September 13, 2017

By Malaina Poore

Region 10 Board member Elliott Harding had the idea to bring politicians and community members to talk about mental health. Representatives Steve Landes, Rob Bell, Creigh Deeds and David Toscano were joined by local city council member Kristin Szakos and Dr. Jack Barber, Virginia’s DBHDS Commissioner. Robert Johnson, ED of Region 10, served as moderator. Mr. Johnson will retire this month, which inspired many of us present to thank him for his exceptional, compassionate and progressive service. Approximately 50 people were present, including many local mental health leaders.

Dr. Barber was the first to speak about the standardization of service plan known as STEP VA. “We need change and we need some forward-thinking people,” Barber said. STEP VA places emphasis on community solutions over hospitalization. As anticipated, there were concerns and questions on about how to fund STEP VA measures, such as Same Day Access. According to Barber, “most states spend 3 times as much on community treatment than on hospitalization.” Counties also pay towards community services, but this is wildly different throughout the state. One reason is that some areas in the state just have much more financial resources than others. Same Day Access means that a person will be assessed the same day they first visit a CSB, though they may not get a treatment appointment for weeks. Even this improvement has helped with the “no-show” rate and more people are ultimately being seen.

When asked how Region Ten keeps contact during the time between intake and appointment, they said that they call with an appointment reminder. Elizabeth Irwin from the Women’s Initiative in Charlottesville noted that her agency also refers people to On Our Own (a peer-run center), offers free group sessions and refers women to Partner for Mental Health where they may be paired with a community navigator to help support and potentially access other services.

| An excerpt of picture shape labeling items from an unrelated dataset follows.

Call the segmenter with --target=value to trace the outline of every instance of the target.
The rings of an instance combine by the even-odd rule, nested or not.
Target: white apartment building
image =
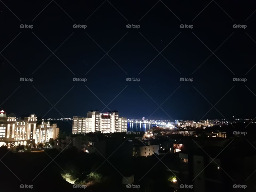
[[[119,113],[116,111],[109,111],[105,113],[91,111],[87,113],[87,117],[73,117],[73,134],[97,131],[102,133],[126,131],[127,118],[119,118]]]

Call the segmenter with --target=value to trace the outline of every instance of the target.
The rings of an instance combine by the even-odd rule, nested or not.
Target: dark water
[[[127,123],[127,131],[145,131],[150,127],[156,126],[154,124],[147,124],[139,123]]]
[[[72,133],[72,121],[51,121],[50,123],[57,123],[57,127],[59,127],[59,130],[63,132],[65,132],[67,134]],[[146,124],[139,123],[127,123],[127,131],[143,131],[149,129],[150,127],[155,126],[153,124]]]

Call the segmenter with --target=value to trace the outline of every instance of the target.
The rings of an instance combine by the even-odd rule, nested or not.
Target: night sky
[[[2,1],[0,107],[8,113],[147,118],[161,106],[151,117],[256,116],[254,1]]]

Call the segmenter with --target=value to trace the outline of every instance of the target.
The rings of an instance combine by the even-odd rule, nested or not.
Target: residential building
[[[119,117],[116,111],[109,111],[104,113],[91,110],[87,113],[87,117],[74,117],[73,133],[94,133],[100,131],[102,133],[126,131],[127,120]]]

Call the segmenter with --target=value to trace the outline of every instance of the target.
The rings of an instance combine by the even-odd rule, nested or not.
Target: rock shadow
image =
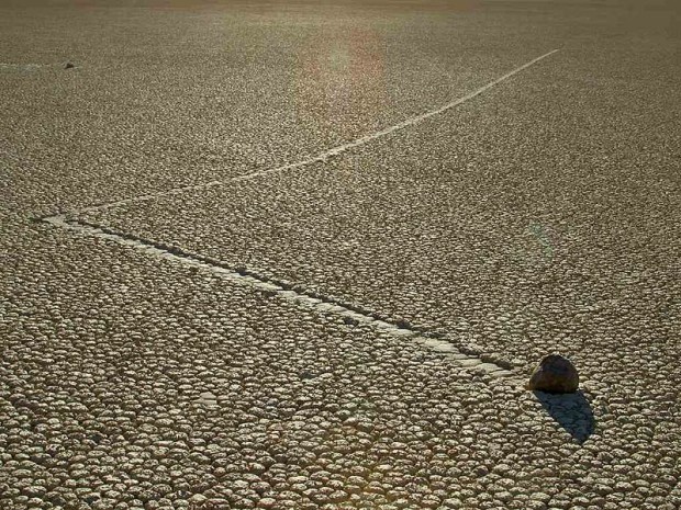
[[[591,404],[581,389],[569,394],[533,392],[549,416],[578,443],[583,443],[595,430]]]

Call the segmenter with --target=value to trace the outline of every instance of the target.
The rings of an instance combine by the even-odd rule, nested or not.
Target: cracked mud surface
[[[81,3],[0,8],[0,508],[681,505],[674,3]],[[571,396],[32,220],[295,162],[557,47],[326,162],[72,217],[523,374],[559,351]]]

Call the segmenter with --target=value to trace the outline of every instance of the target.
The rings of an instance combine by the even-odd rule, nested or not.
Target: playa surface
[[[680,24],[2,2],[0,507],[679,508]]]

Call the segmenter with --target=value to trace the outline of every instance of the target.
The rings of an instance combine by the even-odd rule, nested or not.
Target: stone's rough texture
[[[559,354],[544,358],[527,383],[527,389],[548,393],[574,393],[578,387],[577,369]]]

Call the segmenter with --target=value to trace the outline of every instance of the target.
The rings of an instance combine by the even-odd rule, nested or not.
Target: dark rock
[[[558,354],[544,358],[527,383],[527,389],[547,393],[574,393],[578,387],[577,369]]]

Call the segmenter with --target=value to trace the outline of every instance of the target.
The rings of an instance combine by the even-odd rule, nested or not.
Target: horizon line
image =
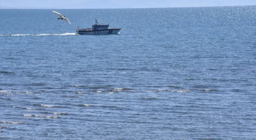
[[[22,7],[21,8],[14,8],[12,7],[8,7],[3,6],[4,7],[0,7],[0,9],[34,9],[34,10],[40,10],[40,9],[146,9],[146,8],[193,8],[193,7],[232,7],[232,6],[256,6],[256,5],[223,5],[223,6],[195,6],[195,7],[142,7],[142,8],[39,8],[39,7]]]

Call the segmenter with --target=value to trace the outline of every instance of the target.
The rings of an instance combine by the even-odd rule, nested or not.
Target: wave
[[[59,116],[52,116],[38,115],[23,115],[25,117],[41,117],[42,118],[60,118]]]
[[[0,34],[0,36],[45,36],[48,35],[76,35],[75,33],[67,33],[60,34]]]
[[[63,106],[58,105],[46,105],[41,104],[33,104],[33,106],[39,106],[46,107],[69,107],[66,106]]]
[[[86,105],[86,104],[79,104],[78,105],[78,106],[86,106],[86,107],[95,106],[95,105]]]
[[[9,71],[0,71],[0,73],[4,73],[5,74],[14,74],[14,72],[10,72]]]
[[[55,115],[69,115],[69,113],[54,113],[53,114],[55,114]]]
[[[12,122],[10,121],[0,121],[0,123],[9,123],[12,124],[21,124],[23,123],[22,122]]]

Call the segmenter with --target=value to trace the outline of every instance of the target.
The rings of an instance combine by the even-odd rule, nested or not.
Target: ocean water
[[[256,139],[255,5],[52,10],[0,10],[0,139]]]

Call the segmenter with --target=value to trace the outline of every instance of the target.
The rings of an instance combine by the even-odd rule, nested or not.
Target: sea
[[[255,140],[256,84],[255,5],[0,9],[0,139]]]

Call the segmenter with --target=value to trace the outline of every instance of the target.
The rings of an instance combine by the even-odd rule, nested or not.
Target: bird
[[[66,21],[67,21],[67,22],[68,22],[70,24],[71,24],[71,23],[70,23],[70,22],[69,22],[69,20],[68,20],[68,19],[67,18],[65,17],[65,16],[62,16],[61,14],[59,13],[58,13],[56,11],[53,11],[53,12],[54,12],[56,13],[57,15],[59,15],[60,17],[59,18],[58,18],[58,19],[59,20],[61,20],[62,19],[64,19]]]

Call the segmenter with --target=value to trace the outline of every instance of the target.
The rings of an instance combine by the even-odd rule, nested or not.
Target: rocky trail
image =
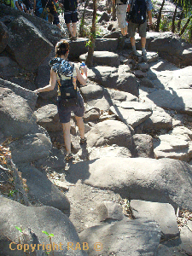
[[[192,46],[149,32],[143,62],[103,20],[80,87],[87,145],[73,117],[75,160],[66,163],[56,90],[32,92],[49,81],[61,32],[0,4],[0,255],[23,255],[19,243],[50,252],[43,230],[54,255],[192,255]],[[77,65],[87,40],[70,42]]]

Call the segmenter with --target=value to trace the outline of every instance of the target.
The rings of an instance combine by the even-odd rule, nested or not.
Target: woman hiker
[[[49,66],[51,67],[49,84],[34,90],[36,94],[49,91],[54,90],[56,84],[58,84],[57,108],[60,122],[62,124],[63,128],[67,161],[73,158],[70,136],[71,111],[74,112],[77,120],[81,137],[80,144],[86,143],[83,121],[84,101],[79,90],[77,90],[76,81],[78,79],[81,84],[86,84],[87,68],[85,67],[81,67],[80,73],[79,68],[74,67],[73,63],[67,61],[68,54],[69,44],[65,40],[58,42],[55,46],[55,58],[49,61]],[[74,97],[73,99],[70,98],[70,95],[74,96]]]

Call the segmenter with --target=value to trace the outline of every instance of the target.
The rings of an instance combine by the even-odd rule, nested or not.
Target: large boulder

Landes stated that he fears the current budget cannot even keep up with the status quo. He hopes the GAP program will shift from 80% to 100% to cover all eligible people. (Toscano echoed this refrain: “We need to talk about Medicaid expansion.”) Landes also believes Virginia can save by downsizing facilities or closing and selling old, large, hard-to-maintain facilities like Central State Hospital. He acknowledges this will not be a quick fix.

Both Rob Bell and Creigh Deeds talked about jail diversion, as we know that peers in criminal justice settings would be better served elsewhere. Bell believes diversion wrap around services will also save money in the long run. Deeds said he felt hopeful that diversion methods would help, but there would always be a need for mental health services in jails and prisons, so we should plan accordingly.

Participants commended programs like Crisis Intervention Training. Deeds suggested the training be expanded to include those who work in prisons, parole officers, judges and lawyers in hopes that people who need therapeutic intervention will be recognized and assisted rather than sentenced.